Les droits de haute et moyenne justice appartenaient au roi d’Aragon en 1322. Jacques II de Majorque s’en dessaisit le 29 août 1343 au profit du comte d’Evol, qui obtint les droits de justice d’Ayguatébia et son château (une « Cellera ») de Puig-alt. Ceci amène deux remarques : tout d’abord, ce droit lui permettait d’enrôler de force des soldats parmi la population, qui perdit ainsi en liberté. D’autre part, on a la mention du château d’Ayguatébia et sa localisation ; château désormais disparu.
Les pouvoirs de justice du vicomte d’Evol, Jean de So, furent confirmés en 1383, puis cédés à nouveau le 7 novembre 1416 au chapitre d’Urgel, qui les conserva jusqu’en 1789, lors de la Révolution française. Durant le XIVe siècle, le village subit de plein fouet la famine et la peste : de 1335 à 1347, une série de disettes se succédèrent ; en 1348, la peste noire décima une grande partie de la population.

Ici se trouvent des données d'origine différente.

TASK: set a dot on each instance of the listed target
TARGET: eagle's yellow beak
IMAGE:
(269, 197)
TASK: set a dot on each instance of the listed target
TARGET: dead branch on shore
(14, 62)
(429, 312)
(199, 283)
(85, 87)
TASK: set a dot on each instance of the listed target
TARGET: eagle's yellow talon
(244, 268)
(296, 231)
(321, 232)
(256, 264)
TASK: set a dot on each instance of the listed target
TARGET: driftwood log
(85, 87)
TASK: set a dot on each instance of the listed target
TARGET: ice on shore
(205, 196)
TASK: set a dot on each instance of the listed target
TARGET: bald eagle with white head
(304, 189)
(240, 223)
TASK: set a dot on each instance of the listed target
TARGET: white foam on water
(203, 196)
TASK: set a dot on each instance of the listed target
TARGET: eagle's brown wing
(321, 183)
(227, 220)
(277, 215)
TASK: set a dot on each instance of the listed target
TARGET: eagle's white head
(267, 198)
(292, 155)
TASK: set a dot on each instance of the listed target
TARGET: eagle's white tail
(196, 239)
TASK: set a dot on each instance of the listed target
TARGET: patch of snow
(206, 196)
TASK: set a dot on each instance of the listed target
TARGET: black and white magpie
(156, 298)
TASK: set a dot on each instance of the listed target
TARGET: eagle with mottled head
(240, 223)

En 1771, le chapitre affermait « les censives, droits de lods et de cabaret, les fruits de la dîme, blé, laine, agneaux et de toutes choses dont il est accoutumé de payer la dîme, tant en droit qu’en coutume », le tout pour 1114 livres 4 sols. En 1788, ces revenus valaient 1423 livres. Le moulin banal était une propriété des habitants, pour un coût de 4 mesures de seigle. Les consuls l’affermèrent en 1759 pour 264 livres. Ces ressources permettaient à la population de vivre correctement de la vente d’ovins, de la coupe du bois et des nombreux pacages que l’on trouvait sur le territoire de la commune. Il y avait même un moulin drapier.

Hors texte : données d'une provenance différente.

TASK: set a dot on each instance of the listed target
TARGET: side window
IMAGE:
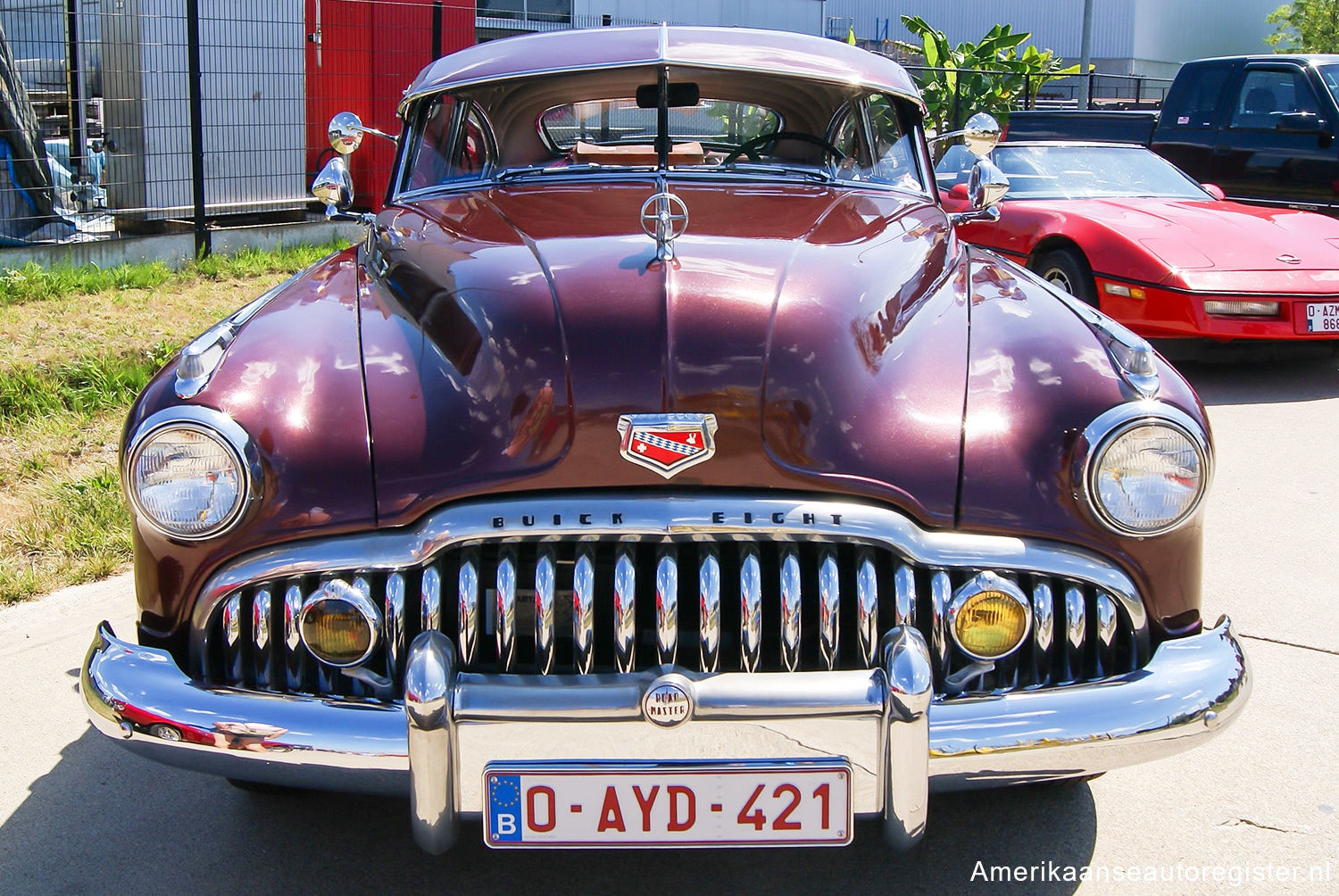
(438, 154)
(1268, 93)
(1194, 106)
(894, 153)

Le 25 mars 1438 eut lieu un événement exceptionnel : le bornage de la commune par des pilons de pierre fixés à la chaux. Ce jour-là, Bernard Cadell, viguier de Conflent et de Capcir, adressa des lettres de convocation :
Als reverents mossen labat del Monestir de Sant-Miquel de Cuxa, senyor dels llochs de la Quilana y de Talau, e mossen labat de Sant-Marti de Canigo, senyor del lloch de Bordull, e als honors mossen Berenguer d’Oms, senyor del lloch d’Arraleu, e mossen Joan-Perre Fahena, donzell, senyor del lloch de Calders.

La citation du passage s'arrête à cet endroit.